Contrary to the President’s prediction, the world does remember what he said at that ceremony. His words are remarkable in their simplicity and perfect in their recognition that the dedication of the graveyard was a mere formality.
Fourscore and seven years ago our fathers brought forth on this continent, a new nation, conceived in Liberty, and dedicated to the proposition that all men are created equal.
Now we are engaged in a great civil war, testing whether that nation, or any nation so conceived and so dedicated, can long endure. We are met on a great battle-field of that war. We have come to dedicate a portion of that field, as a final resting place for those who here gave their lives that that nation might live. It is altogether fitting and proper that we should do this.

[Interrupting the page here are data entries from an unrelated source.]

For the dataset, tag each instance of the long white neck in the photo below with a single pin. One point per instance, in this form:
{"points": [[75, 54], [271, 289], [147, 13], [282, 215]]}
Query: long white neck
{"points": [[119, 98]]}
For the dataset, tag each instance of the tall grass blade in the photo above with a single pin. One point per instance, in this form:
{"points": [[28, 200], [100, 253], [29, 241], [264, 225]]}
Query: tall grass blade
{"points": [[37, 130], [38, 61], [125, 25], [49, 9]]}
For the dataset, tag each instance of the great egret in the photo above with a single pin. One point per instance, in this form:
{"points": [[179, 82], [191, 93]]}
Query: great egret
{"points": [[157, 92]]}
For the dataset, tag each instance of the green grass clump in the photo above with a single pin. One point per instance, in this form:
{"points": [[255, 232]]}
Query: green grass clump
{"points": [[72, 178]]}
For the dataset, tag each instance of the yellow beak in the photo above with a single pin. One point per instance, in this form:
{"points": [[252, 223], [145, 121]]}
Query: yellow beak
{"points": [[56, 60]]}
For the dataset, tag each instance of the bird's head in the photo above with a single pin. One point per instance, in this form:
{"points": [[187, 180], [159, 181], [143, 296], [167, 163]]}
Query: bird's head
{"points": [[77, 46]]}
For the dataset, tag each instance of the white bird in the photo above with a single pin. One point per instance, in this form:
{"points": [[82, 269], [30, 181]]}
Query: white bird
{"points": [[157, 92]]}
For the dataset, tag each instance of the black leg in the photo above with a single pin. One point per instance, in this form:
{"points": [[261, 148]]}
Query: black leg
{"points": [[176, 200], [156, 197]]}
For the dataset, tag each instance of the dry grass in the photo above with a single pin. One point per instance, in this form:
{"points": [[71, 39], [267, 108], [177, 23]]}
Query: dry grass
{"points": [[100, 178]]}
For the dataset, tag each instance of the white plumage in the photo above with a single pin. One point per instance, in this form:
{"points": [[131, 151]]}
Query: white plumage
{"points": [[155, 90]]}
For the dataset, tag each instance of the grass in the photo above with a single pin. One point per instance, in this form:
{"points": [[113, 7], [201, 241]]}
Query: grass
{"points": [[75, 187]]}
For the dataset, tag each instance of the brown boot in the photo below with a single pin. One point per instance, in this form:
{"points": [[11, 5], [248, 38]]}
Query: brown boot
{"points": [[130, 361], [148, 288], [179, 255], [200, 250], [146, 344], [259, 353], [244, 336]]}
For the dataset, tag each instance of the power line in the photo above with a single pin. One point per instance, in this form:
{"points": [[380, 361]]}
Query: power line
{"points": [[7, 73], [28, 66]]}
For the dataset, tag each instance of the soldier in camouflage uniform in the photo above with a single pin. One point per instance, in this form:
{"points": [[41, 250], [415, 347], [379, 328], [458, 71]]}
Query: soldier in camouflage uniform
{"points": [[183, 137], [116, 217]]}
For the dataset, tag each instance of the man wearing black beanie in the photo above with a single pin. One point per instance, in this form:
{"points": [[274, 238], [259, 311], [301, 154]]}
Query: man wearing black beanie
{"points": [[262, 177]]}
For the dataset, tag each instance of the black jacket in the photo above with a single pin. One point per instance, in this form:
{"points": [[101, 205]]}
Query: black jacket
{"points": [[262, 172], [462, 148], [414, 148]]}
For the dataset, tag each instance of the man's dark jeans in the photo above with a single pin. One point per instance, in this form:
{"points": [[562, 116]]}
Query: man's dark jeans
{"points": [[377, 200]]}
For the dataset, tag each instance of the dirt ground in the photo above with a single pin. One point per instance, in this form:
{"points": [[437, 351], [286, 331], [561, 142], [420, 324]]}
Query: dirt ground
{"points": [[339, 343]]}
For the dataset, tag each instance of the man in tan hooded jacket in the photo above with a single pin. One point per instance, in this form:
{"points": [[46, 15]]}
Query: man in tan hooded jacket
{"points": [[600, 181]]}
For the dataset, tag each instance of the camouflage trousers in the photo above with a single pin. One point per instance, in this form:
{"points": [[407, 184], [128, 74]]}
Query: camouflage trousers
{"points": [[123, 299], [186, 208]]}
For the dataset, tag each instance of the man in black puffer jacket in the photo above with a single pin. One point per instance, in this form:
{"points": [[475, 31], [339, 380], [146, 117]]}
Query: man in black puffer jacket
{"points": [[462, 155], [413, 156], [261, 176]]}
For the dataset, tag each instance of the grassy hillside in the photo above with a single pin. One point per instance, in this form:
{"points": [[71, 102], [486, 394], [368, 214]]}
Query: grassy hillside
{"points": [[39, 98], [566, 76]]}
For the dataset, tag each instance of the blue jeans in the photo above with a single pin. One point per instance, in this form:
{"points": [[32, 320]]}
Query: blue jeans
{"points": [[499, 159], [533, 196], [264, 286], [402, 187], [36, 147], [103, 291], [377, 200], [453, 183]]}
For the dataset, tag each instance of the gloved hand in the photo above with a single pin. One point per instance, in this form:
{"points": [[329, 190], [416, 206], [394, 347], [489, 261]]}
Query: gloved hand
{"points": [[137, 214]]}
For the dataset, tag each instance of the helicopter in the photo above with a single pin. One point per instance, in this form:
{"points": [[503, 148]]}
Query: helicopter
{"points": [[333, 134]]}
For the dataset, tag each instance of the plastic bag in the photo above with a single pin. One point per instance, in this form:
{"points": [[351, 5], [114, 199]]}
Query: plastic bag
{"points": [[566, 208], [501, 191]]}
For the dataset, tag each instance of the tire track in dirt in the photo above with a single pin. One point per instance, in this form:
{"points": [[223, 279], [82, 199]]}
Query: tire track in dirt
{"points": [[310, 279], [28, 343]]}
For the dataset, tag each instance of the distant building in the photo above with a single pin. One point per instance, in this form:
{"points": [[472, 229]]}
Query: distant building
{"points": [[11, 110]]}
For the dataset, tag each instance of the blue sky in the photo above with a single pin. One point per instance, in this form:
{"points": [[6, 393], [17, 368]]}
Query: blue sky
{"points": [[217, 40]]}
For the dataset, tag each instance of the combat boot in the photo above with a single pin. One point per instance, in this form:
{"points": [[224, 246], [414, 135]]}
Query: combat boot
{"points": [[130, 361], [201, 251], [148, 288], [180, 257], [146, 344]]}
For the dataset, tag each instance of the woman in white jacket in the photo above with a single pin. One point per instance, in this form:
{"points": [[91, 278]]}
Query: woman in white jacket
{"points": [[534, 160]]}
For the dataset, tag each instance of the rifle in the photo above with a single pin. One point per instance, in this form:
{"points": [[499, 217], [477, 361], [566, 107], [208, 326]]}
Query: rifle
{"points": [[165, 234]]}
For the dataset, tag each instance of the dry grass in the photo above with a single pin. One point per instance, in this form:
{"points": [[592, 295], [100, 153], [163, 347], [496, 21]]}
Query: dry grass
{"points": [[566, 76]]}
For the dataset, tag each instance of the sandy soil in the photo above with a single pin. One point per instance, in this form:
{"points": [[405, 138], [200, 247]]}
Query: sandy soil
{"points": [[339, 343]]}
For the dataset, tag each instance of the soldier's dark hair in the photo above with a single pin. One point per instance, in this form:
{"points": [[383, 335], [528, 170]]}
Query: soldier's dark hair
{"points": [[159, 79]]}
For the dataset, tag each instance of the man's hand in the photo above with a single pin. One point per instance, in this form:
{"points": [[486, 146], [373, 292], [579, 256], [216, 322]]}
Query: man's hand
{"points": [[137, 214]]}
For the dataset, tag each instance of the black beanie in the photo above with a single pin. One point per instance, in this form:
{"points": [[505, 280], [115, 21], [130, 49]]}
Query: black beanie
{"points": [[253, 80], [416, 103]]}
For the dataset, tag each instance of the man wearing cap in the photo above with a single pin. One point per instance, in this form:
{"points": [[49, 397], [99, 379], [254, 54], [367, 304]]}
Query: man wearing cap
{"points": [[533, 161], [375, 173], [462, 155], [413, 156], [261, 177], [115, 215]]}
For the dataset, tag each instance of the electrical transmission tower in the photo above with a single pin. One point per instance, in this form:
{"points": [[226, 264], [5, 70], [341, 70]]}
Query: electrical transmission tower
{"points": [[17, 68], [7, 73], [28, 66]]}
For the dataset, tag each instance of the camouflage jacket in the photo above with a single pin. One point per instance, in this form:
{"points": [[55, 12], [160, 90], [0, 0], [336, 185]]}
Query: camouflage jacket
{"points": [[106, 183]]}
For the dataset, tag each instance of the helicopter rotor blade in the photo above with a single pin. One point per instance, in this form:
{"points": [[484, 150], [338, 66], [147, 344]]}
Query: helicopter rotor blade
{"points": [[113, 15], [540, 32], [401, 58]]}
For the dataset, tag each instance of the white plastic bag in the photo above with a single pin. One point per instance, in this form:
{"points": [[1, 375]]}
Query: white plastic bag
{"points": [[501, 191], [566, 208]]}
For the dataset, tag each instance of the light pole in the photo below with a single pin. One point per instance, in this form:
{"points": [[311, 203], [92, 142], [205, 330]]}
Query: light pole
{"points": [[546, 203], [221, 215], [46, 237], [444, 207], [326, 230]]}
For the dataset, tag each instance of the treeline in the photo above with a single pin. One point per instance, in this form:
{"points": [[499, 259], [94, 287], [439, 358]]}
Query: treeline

But, in a larger sense, we can not dedicate — we can not consecrate — we can not hallow — this ground. The brave men, living and dead, who struggled here, have consecrated it, far above our poor power to add or detract. The world will little note, nor long remember what we say here, but it can never forget what they did here. It is for us the living, rather, to be dedicated here to the unfinished work which they who fought here have thus far so nobly advanced. It is rather for us to be here dedicated to the great task remaining before us — that from these honored dead we take increased devotion to that cause for which they gave the last full measure of devotion — that we here highly resolve that these dead shall not have died in vain — that this nation, under God, shall have a new birth of freedom — and that government of the people, by the people, for the people, shall not perish from the earth.